Foam Shortages, Price Hikes Rock Furniture and Bedding Biz

Last month’s deep freeze in the deep South froze foam component facilities.

By Alan Wolf, YSN

Just when the home furnishings supply chain was finding its footing, Mother Nature interceded once again.

As the COVID-19 freeze on raw materials and finished products finally began to thaw, last month’s spate of severe winter weather in the South and Northeast disrupted transportation and halted production of foam, a core component of mattress and upholstery products.

As a result, manufacturers and their retail partners are now facing additional supply disruptions and shipping delays. And the cumulative effect of COVID, container constraints, rising transportation costs, and now a foam shortage has stoked a second round of vendor price hikes.

The industry’s latest setback stems from February’s deep freeze, which shut down the Gulf Coast refineries that produce the petrochemical constituents of foam. “This is going to create massive problems,” said Seth Weisblatt, BrandSource’s home furnishings merchandising director, of the cascading supply chain constraints.

Indeed, the raw materials cut-off compelled chemical producers and foam suppliers to invoke force majeure, which allows companies to temporarily suspend contractual obligations due to unforeseeable circumstances, in this case the weather. In turn, even major furniture and bedding manufacturers have been put on foam allocation, which will add to shipping delays and an existing backlog of orders.

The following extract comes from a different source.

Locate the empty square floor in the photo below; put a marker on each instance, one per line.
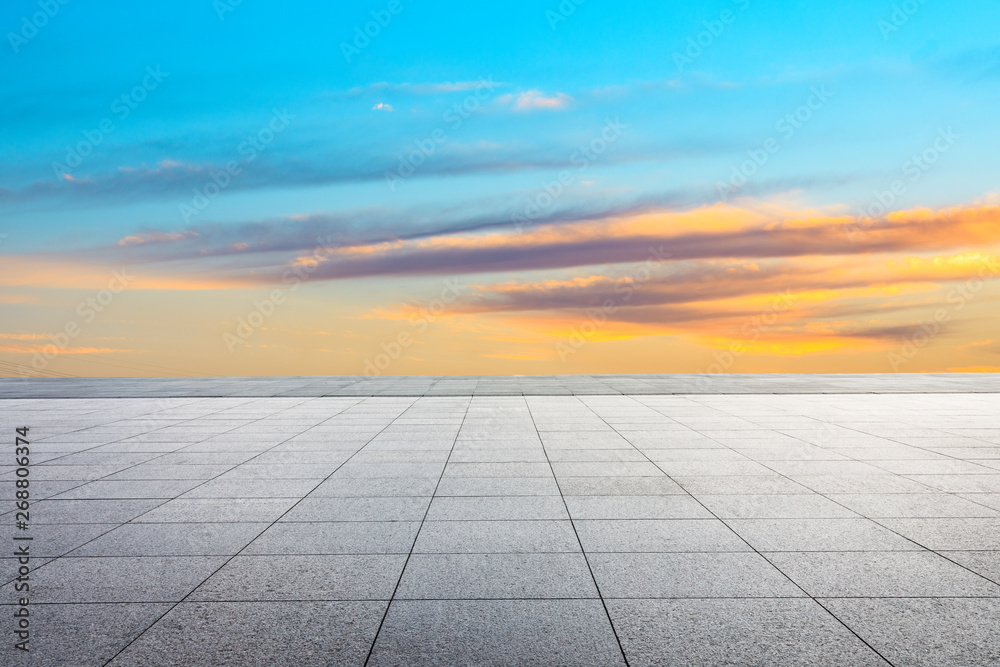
(587, 529)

“We are working closely with our vendor partners to minimize the impact on supply,” wrote Ashley Furniture Industries’ strategic sales chief John Mask in a letter to retailers. “However, we do anticipate some disruptions in the month of March that could limit our U.S. upholstery and bedding production.”

Smaller, more nimble manufacturers, like bedding producer Therapedic International, are scrambling for alternate sources and materials. “We’re talking to cotton and fiber people,” CEO Gerry Borreginne told industry authority Home News Now. “We’re even talking to overseas foam makers to get us through this. We’re doing a little bit of everything to try to fulfill all the orders in-house and not disrupt that supply chain to the dealer.”

But Mississippi-based upholstery producer HomeStretch, itself hobbled by the winter storm, is quoting July and August deliveries on new retail orders, Home News Now reported. “(This) was exactly what we do not need,” president Skipper Holliman told the news site.

Similarly, bad weather forced store closures for fellow Mississippian and BrandSource member Miskelly Furniture, which cancelled its Presidents’ Day promotion. Fortunately, the company has been aggressively laying in inventory and is coming off a strong start to the year, executive Alan Vonder Haar told Home News Now, so the impact of shortages and shutdowns has been minimal. But what effect storm-related water outages in Miskelly’s hometown of Jackson will have on the business remains to be seen.

Meanwhile, manufacturers are passing through a winter round of price increases — the second since last fall — citing costly disruptions from the pandemic and now the foam fiasco. And BrandSource’s Weisblatt believes there’s still more to come.

“Retailers have to start taking price increases,” he told YSN, pointing to “an unprecedented level” of wholesale pricing volatility that’s expected throughout the year.

“Don’t be shy,” he implored members in a recent BrandSource Furniture Update. “There should be little push-back from a consumer” when inventory is scarce. “Take the margin and the price increase when and where you can.”

BrandSource, a unit of YSN publisher AVB Inc., is a nationwide buying group for independent appliance, furniture, mattress and CE dealers.